Une poignée de journalistes va encore en Syrie au péril de leur vie pour rendre compte du conflit: ils bravent les bombes mais risquent aussi d'être enlevés par des jihadistes d'Al-Qaïda comme les deux Espagnols dont le kidnapping a été annoncé mardi.

Javier Espinosa, correspondant d'El Mundo, et le photographe indépendant Ricardo Garcia Vilanova sont retenus depuis le 16 septembre par l'Etat islamique en Irak et au Levant (EIIL), un groupe affilié à Al-Qaïda.

Encadrés par des rebelles combattant le régime de Bachar al-Assad, ils venaient d'effectuer deux semaines de reportage sur "les conséquences de la guerre sur les civils" dans la région de Deir Ezzor (est), quand ils ont été capturés, selon le quotidien El Mundo.

Malgré les obstacles immenses qu'ils rencontraient dans la couverture du conflit, les deux reporters "étaient déterminés à raconter l'histoire du peuple syrien, sur fond de crise humanitaire dévastatrice", ont indiqué leurs familles dans un communiqué.

Javier Espinosa s'est rendu une dizaine de fois en Syrie depuis le début de la révolte contre le président Assad en mars 2011, qui s'est transformée face à la répression en une insurrection armée ayant fait plus de 126.000 morts, selon une ONG.

Le 22 février 2012, il avait survécu au bombardement ayant tué sous ses yeux la journaliste américaine Marie Colvin et le photographe français Rémi Ochlik dans le quartier assiégé de Bab Amr, à Homs (centre), a rappelé mardi son épouse, Monica Prieto, lors d'une conférence de presse à Beyrouth.

Il avait ensuite "choisi de rester dans le quartier jusqu'à ce que le dernier civil soit évacué".

M. Vilanova, qui a travaillé pour de nombreux médias internationaux dont le New York Times, Newsweek, Le Monde, El Mundo et l'AFP, avait de son côté déjà été enlevé une première fois par l'EIIL lors d'un reportage à Alep (nord).

Les deux hommes voulaient raconter "au monde la souffrance des Syriens", "nous croyons que le peuple syrien a besoin de notre travail", a souligné Mme Prieto, elle-même journaliste plusieurs fois récompensée.

Syrie, pays le plus dangereux au monde pour la presse

"Personne ne gagne argent, reconnaissance ou notoriété avec ce type de boulot. C'est notre passion même si elle peut mal se terminer", confiait M. Vilanosa en août 2012 à l'AFP.

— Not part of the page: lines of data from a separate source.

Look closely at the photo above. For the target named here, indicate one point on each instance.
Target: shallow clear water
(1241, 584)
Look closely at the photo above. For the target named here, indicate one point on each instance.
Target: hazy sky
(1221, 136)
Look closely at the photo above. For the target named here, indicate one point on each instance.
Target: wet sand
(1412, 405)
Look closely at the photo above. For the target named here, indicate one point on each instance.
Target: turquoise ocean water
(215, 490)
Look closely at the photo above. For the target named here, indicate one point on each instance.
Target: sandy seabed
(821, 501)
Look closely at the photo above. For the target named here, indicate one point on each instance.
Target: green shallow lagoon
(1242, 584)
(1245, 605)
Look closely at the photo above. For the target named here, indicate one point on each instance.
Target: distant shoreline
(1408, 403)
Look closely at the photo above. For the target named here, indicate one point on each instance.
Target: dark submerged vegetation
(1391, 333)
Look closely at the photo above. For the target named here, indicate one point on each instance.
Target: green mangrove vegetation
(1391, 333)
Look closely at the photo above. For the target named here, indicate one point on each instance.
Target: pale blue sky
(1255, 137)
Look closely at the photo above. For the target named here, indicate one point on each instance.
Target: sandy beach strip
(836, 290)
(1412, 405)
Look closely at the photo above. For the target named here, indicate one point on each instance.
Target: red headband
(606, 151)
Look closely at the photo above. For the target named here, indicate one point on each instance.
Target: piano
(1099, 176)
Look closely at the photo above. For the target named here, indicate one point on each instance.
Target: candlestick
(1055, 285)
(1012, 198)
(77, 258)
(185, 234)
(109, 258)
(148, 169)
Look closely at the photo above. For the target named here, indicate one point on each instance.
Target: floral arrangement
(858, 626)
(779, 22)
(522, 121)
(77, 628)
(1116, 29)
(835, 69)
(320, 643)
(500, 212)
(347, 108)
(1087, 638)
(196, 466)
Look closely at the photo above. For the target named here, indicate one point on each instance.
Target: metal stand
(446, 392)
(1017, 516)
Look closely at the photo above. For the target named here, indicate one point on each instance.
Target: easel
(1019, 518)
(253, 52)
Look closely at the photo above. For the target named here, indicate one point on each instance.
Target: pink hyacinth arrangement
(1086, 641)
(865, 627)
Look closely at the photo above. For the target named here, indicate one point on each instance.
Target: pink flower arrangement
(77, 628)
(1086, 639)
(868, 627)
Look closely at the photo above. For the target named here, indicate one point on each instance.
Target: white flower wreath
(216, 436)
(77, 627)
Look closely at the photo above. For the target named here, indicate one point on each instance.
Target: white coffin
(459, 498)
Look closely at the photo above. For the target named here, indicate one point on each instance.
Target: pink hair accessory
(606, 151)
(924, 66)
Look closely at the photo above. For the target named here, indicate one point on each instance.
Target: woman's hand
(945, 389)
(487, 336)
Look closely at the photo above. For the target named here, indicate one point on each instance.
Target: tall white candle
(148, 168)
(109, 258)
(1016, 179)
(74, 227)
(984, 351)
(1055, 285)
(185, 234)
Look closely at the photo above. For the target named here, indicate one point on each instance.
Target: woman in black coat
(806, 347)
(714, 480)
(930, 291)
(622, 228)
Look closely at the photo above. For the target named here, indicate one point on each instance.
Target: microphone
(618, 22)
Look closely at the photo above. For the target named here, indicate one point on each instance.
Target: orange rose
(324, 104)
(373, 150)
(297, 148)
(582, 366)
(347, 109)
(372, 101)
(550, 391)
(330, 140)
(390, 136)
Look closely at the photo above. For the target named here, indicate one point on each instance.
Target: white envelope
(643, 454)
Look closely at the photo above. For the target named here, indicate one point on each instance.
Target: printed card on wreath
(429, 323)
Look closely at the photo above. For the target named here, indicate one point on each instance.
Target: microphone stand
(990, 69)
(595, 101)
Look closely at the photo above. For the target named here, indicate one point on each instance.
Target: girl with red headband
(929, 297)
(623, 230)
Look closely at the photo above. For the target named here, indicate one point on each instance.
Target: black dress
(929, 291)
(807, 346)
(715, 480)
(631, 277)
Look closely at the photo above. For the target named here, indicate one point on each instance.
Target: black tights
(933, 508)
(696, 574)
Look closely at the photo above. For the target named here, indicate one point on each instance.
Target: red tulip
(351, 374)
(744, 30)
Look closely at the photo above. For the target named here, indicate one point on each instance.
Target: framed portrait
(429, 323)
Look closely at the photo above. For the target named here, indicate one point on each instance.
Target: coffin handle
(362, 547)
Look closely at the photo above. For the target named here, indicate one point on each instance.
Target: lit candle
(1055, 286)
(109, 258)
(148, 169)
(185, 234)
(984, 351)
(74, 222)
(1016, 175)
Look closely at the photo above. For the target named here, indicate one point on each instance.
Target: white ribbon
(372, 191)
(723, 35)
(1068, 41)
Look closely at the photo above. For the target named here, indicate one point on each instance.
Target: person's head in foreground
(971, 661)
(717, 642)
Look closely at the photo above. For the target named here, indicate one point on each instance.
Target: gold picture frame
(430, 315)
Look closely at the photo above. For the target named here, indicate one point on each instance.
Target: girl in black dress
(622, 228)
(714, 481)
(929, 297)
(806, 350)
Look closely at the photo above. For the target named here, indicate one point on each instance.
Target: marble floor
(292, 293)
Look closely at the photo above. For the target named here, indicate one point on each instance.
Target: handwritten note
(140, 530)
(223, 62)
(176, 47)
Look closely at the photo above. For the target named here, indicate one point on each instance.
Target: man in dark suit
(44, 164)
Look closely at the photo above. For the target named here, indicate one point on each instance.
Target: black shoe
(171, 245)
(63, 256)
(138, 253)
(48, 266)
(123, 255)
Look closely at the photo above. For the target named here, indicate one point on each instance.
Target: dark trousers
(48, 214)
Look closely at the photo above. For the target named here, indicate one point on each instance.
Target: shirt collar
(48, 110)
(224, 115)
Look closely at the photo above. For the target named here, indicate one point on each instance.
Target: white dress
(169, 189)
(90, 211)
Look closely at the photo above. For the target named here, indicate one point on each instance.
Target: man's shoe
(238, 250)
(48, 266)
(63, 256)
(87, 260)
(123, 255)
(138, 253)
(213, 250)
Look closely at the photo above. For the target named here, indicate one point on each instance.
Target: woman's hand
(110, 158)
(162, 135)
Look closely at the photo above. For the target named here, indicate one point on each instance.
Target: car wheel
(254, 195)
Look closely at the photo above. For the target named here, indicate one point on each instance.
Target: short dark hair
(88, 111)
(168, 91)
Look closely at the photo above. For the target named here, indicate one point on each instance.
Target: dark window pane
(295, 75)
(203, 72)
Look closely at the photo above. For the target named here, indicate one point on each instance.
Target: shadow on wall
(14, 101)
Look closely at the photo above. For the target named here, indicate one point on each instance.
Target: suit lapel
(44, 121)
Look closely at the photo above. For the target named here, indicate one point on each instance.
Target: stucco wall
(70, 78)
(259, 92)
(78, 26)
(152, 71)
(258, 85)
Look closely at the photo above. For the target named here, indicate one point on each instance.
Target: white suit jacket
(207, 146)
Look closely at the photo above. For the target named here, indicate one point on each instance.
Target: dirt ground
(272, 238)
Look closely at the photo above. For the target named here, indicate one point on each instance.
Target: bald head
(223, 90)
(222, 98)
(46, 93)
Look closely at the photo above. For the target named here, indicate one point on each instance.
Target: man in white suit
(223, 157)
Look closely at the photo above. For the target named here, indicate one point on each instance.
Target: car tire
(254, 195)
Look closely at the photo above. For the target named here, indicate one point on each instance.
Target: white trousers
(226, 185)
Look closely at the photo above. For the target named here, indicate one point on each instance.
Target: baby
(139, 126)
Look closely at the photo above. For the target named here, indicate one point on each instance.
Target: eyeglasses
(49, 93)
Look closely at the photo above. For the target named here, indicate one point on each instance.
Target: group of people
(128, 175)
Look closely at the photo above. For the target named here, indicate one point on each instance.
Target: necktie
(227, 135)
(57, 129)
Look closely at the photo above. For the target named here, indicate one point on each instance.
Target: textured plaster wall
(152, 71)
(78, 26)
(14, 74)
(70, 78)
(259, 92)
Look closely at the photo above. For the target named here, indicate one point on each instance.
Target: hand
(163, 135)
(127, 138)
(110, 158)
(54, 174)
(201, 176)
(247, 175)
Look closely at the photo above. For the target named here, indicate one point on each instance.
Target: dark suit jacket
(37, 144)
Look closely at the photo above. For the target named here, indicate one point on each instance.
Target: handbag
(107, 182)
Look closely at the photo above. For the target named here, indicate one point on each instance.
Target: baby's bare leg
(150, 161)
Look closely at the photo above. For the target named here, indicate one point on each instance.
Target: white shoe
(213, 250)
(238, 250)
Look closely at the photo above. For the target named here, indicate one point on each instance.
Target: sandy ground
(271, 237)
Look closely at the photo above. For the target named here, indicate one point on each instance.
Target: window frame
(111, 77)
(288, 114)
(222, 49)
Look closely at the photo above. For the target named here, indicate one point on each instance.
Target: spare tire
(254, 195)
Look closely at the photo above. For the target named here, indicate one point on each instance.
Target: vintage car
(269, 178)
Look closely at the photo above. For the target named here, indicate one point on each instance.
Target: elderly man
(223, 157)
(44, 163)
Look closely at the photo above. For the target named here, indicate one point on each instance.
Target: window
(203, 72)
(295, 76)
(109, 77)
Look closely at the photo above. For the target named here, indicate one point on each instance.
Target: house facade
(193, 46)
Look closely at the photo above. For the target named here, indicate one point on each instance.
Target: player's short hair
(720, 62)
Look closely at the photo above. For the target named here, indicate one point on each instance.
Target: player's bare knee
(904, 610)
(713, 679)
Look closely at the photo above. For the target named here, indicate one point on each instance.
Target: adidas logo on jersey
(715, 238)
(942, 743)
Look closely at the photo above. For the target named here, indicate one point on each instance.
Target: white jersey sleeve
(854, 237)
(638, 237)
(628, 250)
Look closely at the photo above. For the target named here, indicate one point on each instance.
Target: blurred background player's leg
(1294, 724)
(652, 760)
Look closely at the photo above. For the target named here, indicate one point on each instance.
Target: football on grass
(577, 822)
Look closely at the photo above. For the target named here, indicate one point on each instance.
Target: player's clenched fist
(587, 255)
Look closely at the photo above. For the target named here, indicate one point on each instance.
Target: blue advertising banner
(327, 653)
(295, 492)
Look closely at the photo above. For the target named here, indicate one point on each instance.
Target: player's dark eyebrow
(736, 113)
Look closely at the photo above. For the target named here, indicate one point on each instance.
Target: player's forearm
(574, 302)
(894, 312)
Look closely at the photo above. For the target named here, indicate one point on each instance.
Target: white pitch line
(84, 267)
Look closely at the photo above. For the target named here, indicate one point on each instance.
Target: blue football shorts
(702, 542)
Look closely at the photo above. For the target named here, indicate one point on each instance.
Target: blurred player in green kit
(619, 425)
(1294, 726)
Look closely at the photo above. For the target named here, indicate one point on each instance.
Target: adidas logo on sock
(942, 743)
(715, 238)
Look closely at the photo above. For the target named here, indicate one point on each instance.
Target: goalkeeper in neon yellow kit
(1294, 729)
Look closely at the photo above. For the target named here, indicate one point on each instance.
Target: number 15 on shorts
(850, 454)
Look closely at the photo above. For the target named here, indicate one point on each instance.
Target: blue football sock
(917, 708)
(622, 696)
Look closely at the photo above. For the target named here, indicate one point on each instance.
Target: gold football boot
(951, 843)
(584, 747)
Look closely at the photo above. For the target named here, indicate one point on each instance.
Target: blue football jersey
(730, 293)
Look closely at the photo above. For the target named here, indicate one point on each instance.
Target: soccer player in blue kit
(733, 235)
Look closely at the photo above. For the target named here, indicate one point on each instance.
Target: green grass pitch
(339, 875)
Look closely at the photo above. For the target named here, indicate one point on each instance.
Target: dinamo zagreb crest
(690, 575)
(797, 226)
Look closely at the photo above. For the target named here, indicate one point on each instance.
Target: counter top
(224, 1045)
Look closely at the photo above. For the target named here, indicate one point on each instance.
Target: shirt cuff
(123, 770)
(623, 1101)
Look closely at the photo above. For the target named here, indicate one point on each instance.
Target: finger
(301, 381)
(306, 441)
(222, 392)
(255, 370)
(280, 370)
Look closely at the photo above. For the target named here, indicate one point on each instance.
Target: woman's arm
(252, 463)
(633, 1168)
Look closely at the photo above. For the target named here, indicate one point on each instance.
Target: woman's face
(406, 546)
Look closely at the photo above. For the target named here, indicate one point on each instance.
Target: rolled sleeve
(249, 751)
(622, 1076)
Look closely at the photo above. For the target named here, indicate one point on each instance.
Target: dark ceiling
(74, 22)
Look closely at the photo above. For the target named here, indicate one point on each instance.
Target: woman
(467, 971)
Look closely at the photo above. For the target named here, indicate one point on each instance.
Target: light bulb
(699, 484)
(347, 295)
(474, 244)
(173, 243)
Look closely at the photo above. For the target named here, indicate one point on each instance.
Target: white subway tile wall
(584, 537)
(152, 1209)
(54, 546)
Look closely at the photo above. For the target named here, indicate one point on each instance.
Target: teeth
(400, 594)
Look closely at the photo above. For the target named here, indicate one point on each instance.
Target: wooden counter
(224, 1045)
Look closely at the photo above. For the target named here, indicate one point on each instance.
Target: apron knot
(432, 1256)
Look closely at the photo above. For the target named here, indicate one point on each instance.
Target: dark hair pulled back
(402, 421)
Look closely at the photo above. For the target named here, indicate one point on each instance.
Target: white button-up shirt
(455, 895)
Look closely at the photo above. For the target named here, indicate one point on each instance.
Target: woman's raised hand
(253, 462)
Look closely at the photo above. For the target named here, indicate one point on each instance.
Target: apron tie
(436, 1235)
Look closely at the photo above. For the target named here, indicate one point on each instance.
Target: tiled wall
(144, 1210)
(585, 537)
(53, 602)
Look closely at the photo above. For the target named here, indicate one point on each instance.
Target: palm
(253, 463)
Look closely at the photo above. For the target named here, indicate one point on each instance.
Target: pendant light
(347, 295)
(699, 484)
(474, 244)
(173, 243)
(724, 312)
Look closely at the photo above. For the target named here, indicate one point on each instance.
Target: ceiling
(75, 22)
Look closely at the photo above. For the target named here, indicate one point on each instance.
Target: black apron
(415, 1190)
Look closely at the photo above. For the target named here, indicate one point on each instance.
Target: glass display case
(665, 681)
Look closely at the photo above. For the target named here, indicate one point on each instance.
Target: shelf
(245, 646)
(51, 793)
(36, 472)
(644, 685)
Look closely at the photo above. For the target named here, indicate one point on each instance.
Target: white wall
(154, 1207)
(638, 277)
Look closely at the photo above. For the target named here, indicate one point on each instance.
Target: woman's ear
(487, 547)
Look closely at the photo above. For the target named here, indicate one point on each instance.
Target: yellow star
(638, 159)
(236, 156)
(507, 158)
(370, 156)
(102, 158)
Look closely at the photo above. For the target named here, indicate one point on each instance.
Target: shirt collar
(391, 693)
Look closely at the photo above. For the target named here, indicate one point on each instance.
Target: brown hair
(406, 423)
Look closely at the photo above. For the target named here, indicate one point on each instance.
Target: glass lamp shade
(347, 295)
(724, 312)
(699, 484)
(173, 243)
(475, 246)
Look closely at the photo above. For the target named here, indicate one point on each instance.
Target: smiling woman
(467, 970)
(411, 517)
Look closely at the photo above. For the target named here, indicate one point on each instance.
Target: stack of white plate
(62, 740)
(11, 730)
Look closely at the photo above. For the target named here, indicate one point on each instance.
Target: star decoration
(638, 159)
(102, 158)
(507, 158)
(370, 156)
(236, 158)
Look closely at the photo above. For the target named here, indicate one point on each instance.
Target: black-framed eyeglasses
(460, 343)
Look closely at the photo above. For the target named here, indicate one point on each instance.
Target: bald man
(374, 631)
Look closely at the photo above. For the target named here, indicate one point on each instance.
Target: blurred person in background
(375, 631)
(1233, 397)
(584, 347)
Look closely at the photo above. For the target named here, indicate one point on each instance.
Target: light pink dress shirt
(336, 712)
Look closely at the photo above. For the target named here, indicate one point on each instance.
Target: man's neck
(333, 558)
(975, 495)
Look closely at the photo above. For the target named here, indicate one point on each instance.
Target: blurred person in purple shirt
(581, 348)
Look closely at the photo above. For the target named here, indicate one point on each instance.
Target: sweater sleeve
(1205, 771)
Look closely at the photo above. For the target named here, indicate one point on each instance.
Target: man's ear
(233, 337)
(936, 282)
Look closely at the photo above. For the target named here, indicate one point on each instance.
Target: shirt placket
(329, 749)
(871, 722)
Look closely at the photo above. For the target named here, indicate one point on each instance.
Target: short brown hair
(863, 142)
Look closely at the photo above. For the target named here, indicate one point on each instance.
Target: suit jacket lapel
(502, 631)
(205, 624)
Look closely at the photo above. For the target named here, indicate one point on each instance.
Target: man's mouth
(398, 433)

Depuis le début du conflit, 27 journalistes et 91 citoyens-journalistes syriens ont perdu la vie, selon Reporters sans Frontières (RSF), qui considère la Syrie comme le pays le plus dangereux au monde pour les journalistes.

D'après cette ONG, plus d’une soixantaine de journalistes ou citoyens-journalistes sont parallèlement détenus, portés disparus ou retenus en otages, dont l'Américain Austin Tice et les Français Didier François, Edouard Elias, Nicolas Hénin et Pierre Torrès.

Le nombre exact de reporters étrangers enlevés est cependant difficile à estimer, dans la mesure où certaines familles et gouvernements demandent aux médias ne pas révéler leur disparition.

Outre les risques inhérents au reportage de guerre, les journalistes doivent faire face aux groupes jihadistes, dont l'EIIL, "la principale menace pour les acteurs de l’information", selon RSF.

La semaine passée, le caméraman irakien Yasser Faisal al-Joumaili a ainsi été exécuté par ce groupe.

"Menacés par (l'EIIL), les acteurs syriens de l’information fuient le pays (...) Depuis le début du mois de novembre, plus de dix d’entre eux ont ainsi quitté la Syrie pour trouver refuge en Turquie", a affirmé récemment RSF.

Harcelé par l'EIIL, Moussab al-Hamadee, un journaliste syrien, a ainsi récemment fui son domicile à Hama (centre) tout en restant en Syrie. MM. Espinosa et Vilanova "ont payé un lourd tribu pour défendre la vérité et notre combat pour la liberté et la justice", a-t-il affirmé dans un message à la famille.

Face aux risques grandissants, de nombreux médias occidentaux ont cessé d'envoyer des journalistes dans le nord de la Syrie contrôlée par des rebelles, préférant se rendre dans le pays sous la protection d'escortes gouvernementales.

MM. Espinosa et Vilanova seraient retenus à Raqa (nord), un bastion de l'EIIL qui en a évincé un groupe rebelle non jihadiste.

Evoquant "une impasse avec les ravisseurs, après plusieurs semaines de tentative de médiation" menée par les familles des journalistes et leurs employeurs, Mme Prieto, voilée, a lancé un appel vibrant à leurs ravisseurs et à tous les groupes armés, les appelant à "honorer la révolution (qu'ils) protégeaient et à les libérer".